= Maria di Gerlando =

American opera singer

Maria di Gerlando (November 23, 1925 – May 24, 2010) was an American operatic soprano and voice teacher who was a leading performer at the New York City Opera from 1953 to 1969. She was best known for creating the role of Carmela in the 1954 world premiere of Gian Carlo Menotti's The Saint of Bleecker Street.

==Life and career==
Born in Luzerne County, Pennsylvania, Gerlando made her professional opera debut in 1950 at the Boston Opera House with the touring San Carlo Opera Company as Mimì in Giacomo Puccini's La bohème. In 1953 she made her debut at the New York City Opera (NYCO) as Violetta in Giuseppe Verdi's La traviata. She continued to perform leading roles at the NYCO through 1969, singing such roles as Anna Gomez in The Consul, Cio-Cio-San in Madama Butterfly, Greta Fiorentino in Street Scene, Mimì, and the title role in Suor Angelica among others. In 1954 she made her Broadway debut as Carmela in Menotti's The Saint of Bleecker Street.

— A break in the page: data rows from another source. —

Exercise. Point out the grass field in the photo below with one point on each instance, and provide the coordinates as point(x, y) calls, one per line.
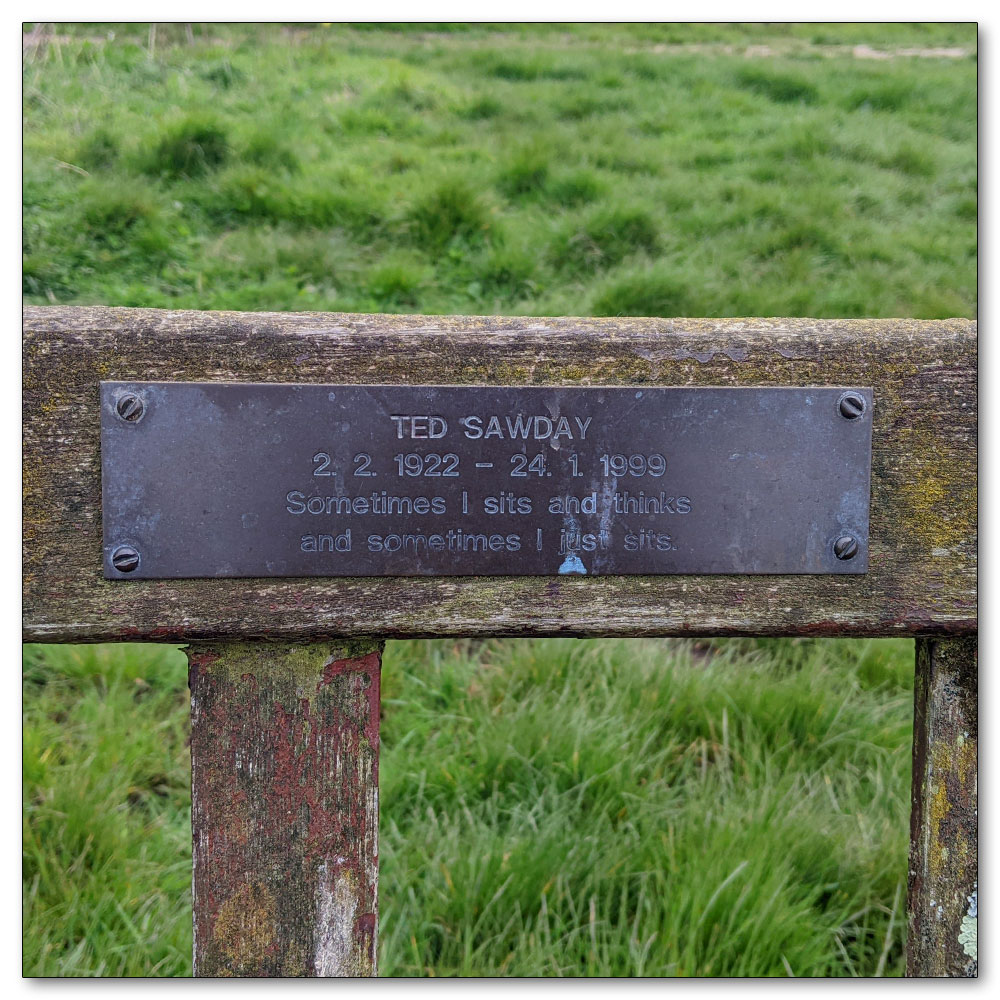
point(548, 807)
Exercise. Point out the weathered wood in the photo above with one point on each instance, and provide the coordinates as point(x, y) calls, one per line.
point(942, 903)
point(284, 808)
point(922, 579)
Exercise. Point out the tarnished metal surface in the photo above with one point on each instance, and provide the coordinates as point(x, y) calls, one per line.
point(244, 479)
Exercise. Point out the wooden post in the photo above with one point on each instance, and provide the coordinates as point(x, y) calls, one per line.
point(942, 900)
point(284, 764)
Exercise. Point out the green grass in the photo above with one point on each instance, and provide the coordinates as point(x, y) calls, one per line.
point(619, 169)
point(549, 807)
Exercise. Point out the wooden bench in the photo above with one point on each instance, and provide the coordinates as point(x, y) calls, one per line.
point(285, 672)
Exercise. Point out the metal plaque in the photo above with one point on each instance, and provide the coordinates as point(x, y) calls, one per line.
point(253, 480)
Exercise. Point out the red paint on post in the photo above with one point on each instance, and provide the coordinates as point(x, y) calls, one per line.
point(284, 748)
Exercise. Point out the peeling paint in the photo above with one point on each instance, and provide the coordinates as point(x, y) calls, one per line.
point(284, 750)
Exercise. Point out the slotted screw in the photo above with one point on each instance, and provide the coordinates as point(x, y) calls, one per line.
point(130, 407)
point(852, 406)
point(125, 559)
point(845, 547)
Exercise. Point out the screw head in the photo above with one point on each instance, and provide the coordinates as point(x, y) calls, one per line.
point(851, 405)
point(125, 559)
point(130, 407)
point(845, 547)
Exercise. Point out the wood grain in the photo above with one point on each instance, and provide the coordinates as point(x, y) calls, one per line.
point(942, 900)
point(922, 579)
point(284, 808)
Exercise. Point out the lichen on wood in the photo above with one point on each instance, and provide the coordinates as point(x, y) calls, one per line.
point(284, 755)
point(943, 871)
point(923, 546)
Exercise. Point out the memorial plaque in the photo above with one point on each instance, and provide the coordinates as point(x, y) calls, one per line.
point(253, 480)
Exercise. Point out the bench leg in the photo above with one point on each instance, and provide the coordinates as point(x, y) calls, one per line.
point(942, 903)
point(284, 808)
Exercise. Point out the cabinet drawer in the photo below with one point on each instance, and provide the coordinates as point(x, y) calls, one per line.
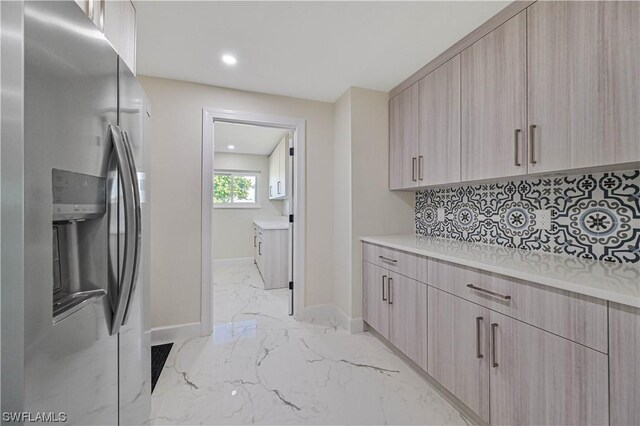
point(407, 264)
point(582, 319)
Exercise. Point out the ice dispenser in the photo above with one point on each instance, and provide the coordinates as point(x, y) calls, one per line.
point(80, 244)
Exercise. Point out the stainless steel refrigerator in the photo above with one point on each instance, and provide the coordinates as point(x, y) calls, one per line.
point(86, 223)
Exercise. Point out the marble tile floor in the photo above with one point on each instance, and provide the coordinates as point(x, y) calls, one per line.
point(261, 366)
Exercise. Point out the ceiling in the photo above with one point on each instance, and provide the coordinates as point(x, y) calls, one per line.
point(246, 139)
point(305, 49)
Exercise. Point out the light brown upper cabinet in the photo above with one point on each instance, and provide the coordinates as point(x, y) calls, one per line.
point(439, 125)
point(584, 92)
point(494, 106)
point(403, 139)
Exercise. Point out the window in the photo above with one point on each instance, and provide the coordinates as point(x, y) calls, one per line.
point(235, 189)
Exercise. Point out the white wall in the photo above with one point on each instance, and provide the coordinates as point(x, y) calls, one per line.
point(233, 228)
point(363, 204)
point(375, 209)
point(176, 158)
point(342, 203)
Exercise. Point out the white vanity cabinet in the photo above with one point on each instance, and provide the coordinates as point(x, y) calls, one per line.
point(624, 364)
point(271, 249)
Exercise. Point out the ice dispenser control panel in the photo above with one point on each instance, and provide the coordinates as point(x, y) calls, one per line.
point(77, 196)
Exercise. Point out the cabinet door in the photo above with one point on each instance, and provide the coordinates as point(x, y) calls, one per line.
point(408, 317)
point(375, 309)
point(459, 348)
point(624, 362)
point(403, 139)
point(494, 103)
point(539, 378)
point(120, 29)
point(439, 125)
point(584, 92)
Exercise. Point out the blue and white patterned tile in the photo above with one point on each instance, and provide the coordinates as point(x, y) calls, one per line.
point(594, 216)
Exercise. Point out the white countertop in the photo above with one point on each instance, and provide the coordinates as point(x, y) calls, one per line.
point(270, 223)
point(616, 282)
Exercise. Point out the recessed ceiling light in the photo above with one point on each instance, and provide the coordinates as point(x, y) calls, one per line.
point(229, 59)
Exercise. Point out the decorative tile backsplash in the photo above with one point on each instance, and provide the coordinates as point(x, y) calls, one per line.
point(594, 216)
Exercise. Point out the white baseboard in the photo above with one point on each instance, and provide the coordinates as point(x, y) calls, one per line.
point(330, 314)
point(173, 333)
point(231, 263)
point(357, 325)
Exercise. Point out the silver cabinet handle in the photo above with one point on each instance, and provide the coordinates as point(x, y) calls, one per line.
point(414, 161)
point(532, 146)
point(516, 143)
point(384, 277)
point(482, 290)
point(127, 272)
point(494, 327)
point(138, 224)
point(478, 345)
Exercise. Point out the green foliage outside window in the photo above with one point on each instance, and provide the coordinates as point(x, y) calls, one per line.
point(231, 188)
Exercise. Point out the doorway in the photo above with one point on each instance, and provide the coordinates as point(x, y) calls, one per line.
point(253, 176)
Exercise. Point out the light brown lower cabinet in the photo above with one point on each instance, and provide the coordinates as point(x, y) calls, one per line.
point(375, 309)
point(458, 349)
point(396, 307)
point(408, 317)
point(538, 378)
point(506, 370)
point(624, 364)
point(511, 373)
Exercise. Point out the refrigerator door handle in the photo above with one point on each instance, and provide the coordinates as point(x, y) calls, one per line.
point(138, 224)
point(127, 270)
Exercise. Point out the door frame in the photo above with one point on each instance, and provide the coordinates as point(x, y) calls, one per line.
point(298, 125)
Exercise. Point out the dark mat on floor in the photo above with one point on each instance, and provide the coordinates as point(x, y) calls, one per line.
point(159, 354)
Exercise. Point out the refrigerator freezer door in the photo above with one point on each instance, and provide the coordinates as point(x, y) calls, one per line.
point(70, 100)
point(135, 350)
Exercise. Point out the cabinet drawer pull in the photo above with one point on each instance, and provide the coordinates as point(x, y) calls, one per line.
point(478, 346)
point(516, 143)
point(384, 277)
point(494, 327)
point(414, 161)
point(389, 290)
point(482, 290)
point(532, 146)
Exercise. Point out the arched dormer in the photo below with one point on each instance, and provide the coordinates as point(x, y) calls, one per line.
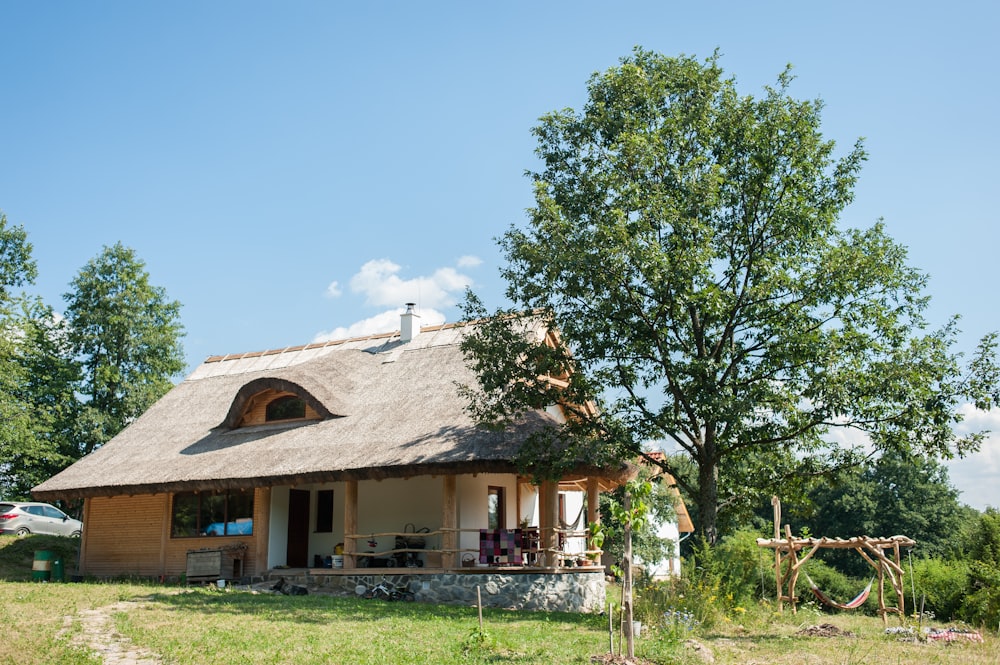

Outside of New York, di Gerlando appeared with several regional American opera companies during her career. In 1960 she sang the role of Desdemona in Verdi's Otello at the Washington National Opera (WNO) with James McCracken in the title role and Paul Callaway conducting the National Symphony Orchestra. She returned to the WNO the following season to perform the role of Liza in The Queen of Spades with David Lloyd as Herman and Elaine Bonazzi as the Countess. In 1961 she sang the role of Micaela in Georges Bizet's Carmen at the New Orleans Opera, a role she repeated in New York City in 1964 opposite Shirley Verrett in the title role and Julius Rudel conducting. In 1962 she sang Desdemona to Mario del Monaco's Otello at the Connecticut Opera.

Di Gerlando's international appearances were relatively few. In 1960 she sang Liù in Turandot opposite Plácido Domingo's Calàf in Monterrey, Mexico. With the Vancouver Opera she sang Mimì opposite Frank Porretta as Rodolfo in 1966.

Di Gerlando retired from the stage in the early 1970s. She then actively worked as a voice teacher and as a judge at singing competitions for many years. She died in 2010 in Paterson, New Jersey at the age of 84.